This is the last week of the month.
The main market moving events are in the United States, where the big
expectation is that the Federal Reserve will announce the end of Quantitative
Easing (QE). This has been responsible for softening the dollar so its end can
be expected, all other things being equal, to tend to strengthen it. Because the
end of QE has been well signalled, these effects will have been to a large
extent priced in by now.
In the meantime the single most
important counterpart currency to the US dollar, the Euro, is undergoing a
process that approximates to QE, but only in fits and starts, due to the
relatively more fragmented nature of the economies that go to make up the Euro
zone and the tensions that arise, particularly in Germany, whenever inflation
is mentioned (any kind of QE tends to cause inflation to rise).
Expectations
US durable goods orders have been
oscillating recently, due to the way in which certain components, most notable
aircraft sales, have been accounted for. On this occasion a rise of 0.5% is
expected.
Consumer confidence has been on the
up and up in the USA. So much so that it is expected on this occasion to reach
a height that has not been seen for nearly seven years. Last
week’s announcement of an easing in the conditions attached to mortgages
can only increase this measure.
Wednesday sees the FOMC meeting at
which it is expected that the end of QE will be announced. Interest rates will
also be addressed, but no change is expected here. Of more importance will be
the release of the FOMC meeting minutes, for which we must wait for about two
weeks.
Gross Domestic Product, the measure
of economic growth, is always eagerly awaited and this time will be no exception.

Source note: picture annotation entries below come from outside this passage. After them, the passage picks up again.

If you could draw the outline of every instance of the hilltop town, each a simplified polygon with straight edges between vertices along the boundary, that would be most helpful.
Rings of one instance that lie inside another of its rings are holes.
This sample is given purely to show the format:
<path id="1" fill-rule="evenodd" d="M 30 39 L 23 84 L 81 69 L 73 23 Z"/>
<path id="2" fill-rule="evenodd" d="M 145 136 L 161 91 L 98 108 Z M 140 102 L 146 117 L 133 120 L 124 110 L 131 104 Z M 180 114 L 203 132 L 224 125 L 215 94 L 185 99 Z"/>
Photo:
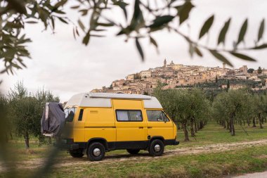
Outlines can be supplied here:
<path id="1" fill-rule="evenodd" d="M 195 84 L 209 82 L 217 82 L 218 80 L 252 81 L 259 83 L 254 89 L 266 89 L 266 79 L 263 76 L 267 75 L 267 70 L 259 68 L 258 70 L 247 68 L 243 65 L 238 69 L 230 69 L 223 63 L 222 68 L 204 67 L 200 65 L 184 65 L 175 64 L 171 61 L 167 64 L 165 59 L 163 66 L 150 68 L 135 74 L 128 75 L 125 79 L 116 80 L 110 87 L 93 89 L 91 92 L 109 92 L 125 94 L 150 94 L 156 88 L 158 82 L 164 84 L 164 89 L 188 87 Z M 238 89 L 245 87 L 246 84 L 231 84 L 228 87 Z M 219 86 L 222 89 L 227 87 L 226 84 Z"/>

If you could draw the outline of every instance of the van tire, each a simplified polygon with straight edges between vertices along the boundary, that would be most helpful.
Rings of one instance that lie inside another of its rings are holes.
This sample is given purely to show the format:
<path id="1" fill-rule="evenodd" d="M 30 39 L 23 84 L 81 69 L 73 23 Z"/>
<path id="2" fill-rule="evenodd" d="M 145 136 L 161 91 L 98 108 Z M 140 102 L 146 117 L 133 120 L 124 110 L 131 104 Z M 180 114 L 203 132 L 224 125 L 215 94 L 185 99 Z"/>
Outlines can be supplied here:
<path id="1" fill-rule="evenodd" d="M 139 149 L 126 149 L 127 152 L 131 155 L 136 155 L 139 153 Z"/>
<path id="2" fill-rule="evenodd" d="M 105 146 L 99 142 L 93 142 L 89 145 L 87 149 L 87 158 L 91 161 L 102 160 L 105 153 Z"/>
<path id="3" fill-rule="evenodd" d="M 84 153 L 82 153 L 82 152 L 70 151 L 70 155 L 73 158 L 82 158 L 84 156 Z"/>
<path id="4" fill-rule="evenodd" d="M 162 155 L 164 151 L 164 144 L 159 139 L 151 141 L 148 147 L 148 153 L 150 155 Z"/>

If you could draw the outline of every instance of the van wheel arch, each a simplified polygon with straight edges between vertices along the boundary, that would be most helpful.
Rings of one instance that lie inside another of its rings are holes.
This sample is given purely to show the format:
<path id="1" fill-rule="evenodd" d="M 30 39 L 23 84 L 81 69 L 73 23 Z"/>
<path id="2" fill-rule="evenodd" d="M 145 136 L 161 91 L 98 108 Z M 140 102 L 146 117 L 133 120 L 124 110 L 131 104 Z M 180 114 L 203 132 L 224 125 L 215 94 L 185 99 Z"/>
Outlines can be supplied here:
<path id="1" fill-rule="evenodd" d="M 165 143 L 165 139 L 163 136 L 154 136 L 150 139 L 148 146 L 150 146 L 151 142 L 153 141 L 153 140 L 155 140 L 155 139 L 159 139 L 159 140 L 161 140 L 163 142 L 163 144 Z"/>
<path id="2" fill-rule="evenodd" d="M 86 150 L 89 147 L 90 144 L 91 144 L 92 143 L 95 143 L 95 142 L 101 143 L 105 146 L 105 150 L 106 151 L 108 150 L 108 141 L 107 141 L 107 140 L 105 139 L 104 138 L 100 138 L 100 137 L 90 139 L 87 141 Z"/>

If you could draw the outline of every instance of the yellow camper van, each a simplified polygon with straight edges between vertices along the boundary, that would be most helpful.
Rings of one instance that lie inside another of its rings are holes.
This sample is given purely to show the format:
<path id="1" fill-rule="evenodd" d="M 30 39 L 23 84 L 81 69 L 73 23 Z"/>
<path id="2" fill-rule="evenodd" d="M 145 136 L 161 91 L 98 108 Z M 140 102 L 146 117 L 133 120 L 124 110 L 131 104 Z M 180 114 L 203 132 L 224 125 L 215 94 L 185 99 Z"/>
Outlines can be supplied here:
<path id="1" fill-rule="evenodd" d="M 140 150 L 162 155 L 166 145 L 177 145 L 176 126 L 153 96 L 86 93 L 73 96 L 65 108 L 62 141 L 72 157 L 87 155 L 100 160 L 106 151 Z"/>

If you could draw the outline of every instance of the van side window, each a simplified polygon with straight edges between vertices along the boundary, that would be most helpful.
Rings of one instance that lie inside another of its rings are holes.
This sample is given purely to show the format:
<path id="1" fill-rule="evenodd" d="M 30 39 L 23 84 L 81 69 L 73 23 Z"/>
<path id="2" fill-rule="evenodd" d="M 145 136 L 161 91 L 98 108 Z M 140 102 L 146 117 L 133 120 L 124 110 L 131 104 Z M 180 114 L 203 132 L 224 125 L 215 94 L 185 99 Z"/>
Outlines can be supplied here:
<path id="1" fill-rule="evenodd" d="M 78 120 L 81 121 L 82 120 L 82 115 L 84 114 L 84 109 L 80 109 Z"/>
<path id="2" fill-rule="evenodd" d="M 142 112 L 140 110 L 117 110 L 117 120 L 121 122 L 141 122 Z"/>
<path id="3" fill-rule="evenodd" d="M 162 110 L 147 110 L 148 121 L 152 122 L 169 122 L 169 119 Z"/>
<path id="4" fill-rule="evenodd" d="M 72 122 L 74 118 L 76 108 L 72 108 L 70 109 L 65 110 L 65 117 L 66 118 L 67 122 Z"/>

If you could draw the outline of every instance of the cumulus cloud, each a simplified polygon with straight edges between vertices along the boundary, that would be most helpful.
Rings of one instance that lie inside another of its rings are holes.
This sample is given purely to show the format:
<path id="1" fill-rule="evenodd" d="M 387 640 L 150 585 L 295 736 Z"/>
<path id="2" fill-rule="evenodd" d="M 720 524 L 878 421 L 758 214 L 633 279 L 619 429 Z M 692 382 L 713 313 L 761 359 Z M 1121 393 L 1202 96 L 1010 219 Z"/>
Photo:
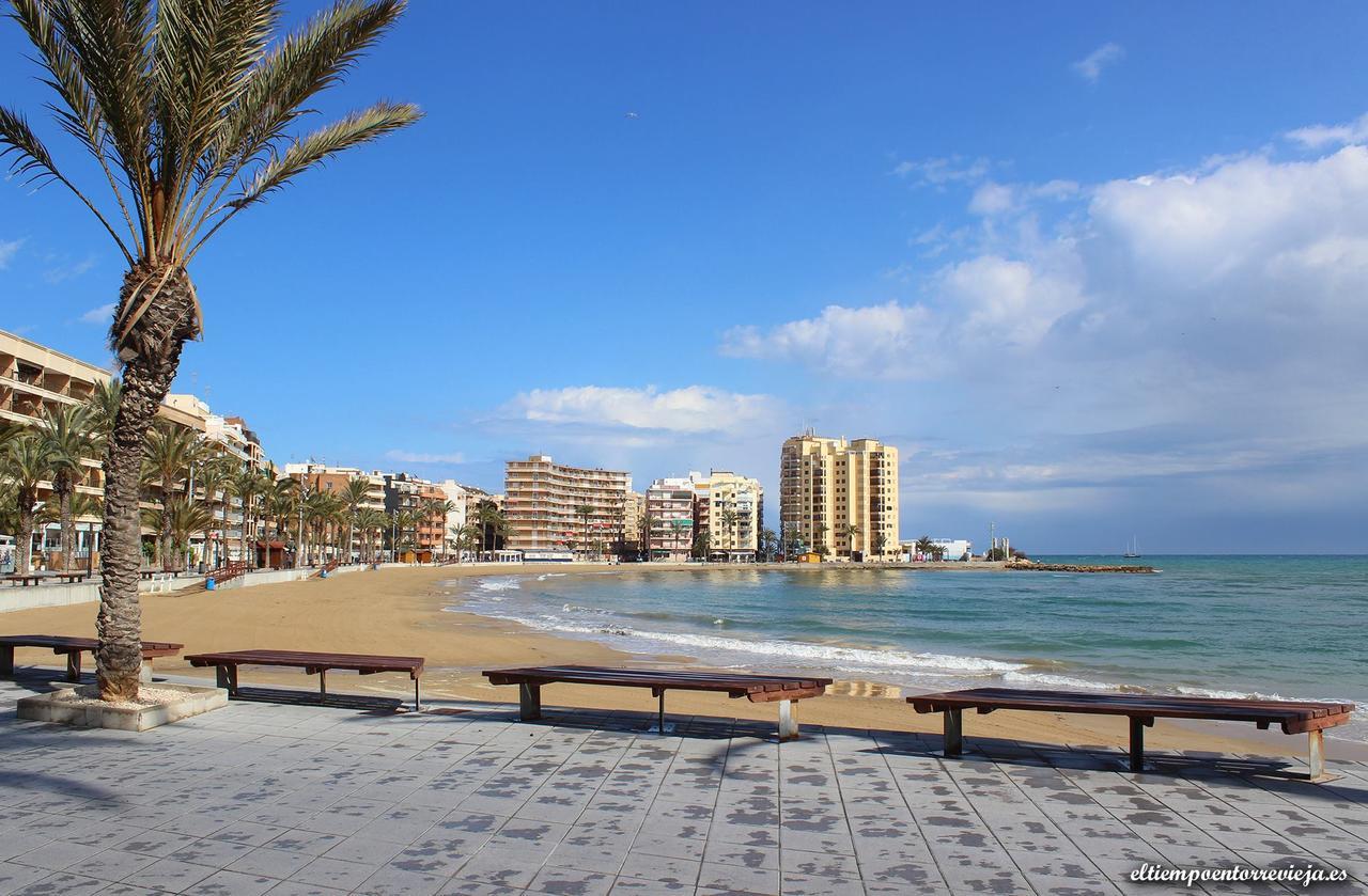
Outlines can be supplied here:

The market will be looking for growth that is at or over 3%. Any clear
deviation from that figure will cause movement in the currency.
Initial jobless claims will feed into
the all-important Non-Farm payrolls report which will be released on the first
Friday of November, while the Reuters / Michigan Consumer Sentiment index will
complement the official consumer confidence release, which is approaching a
seven year high, as already mentioned.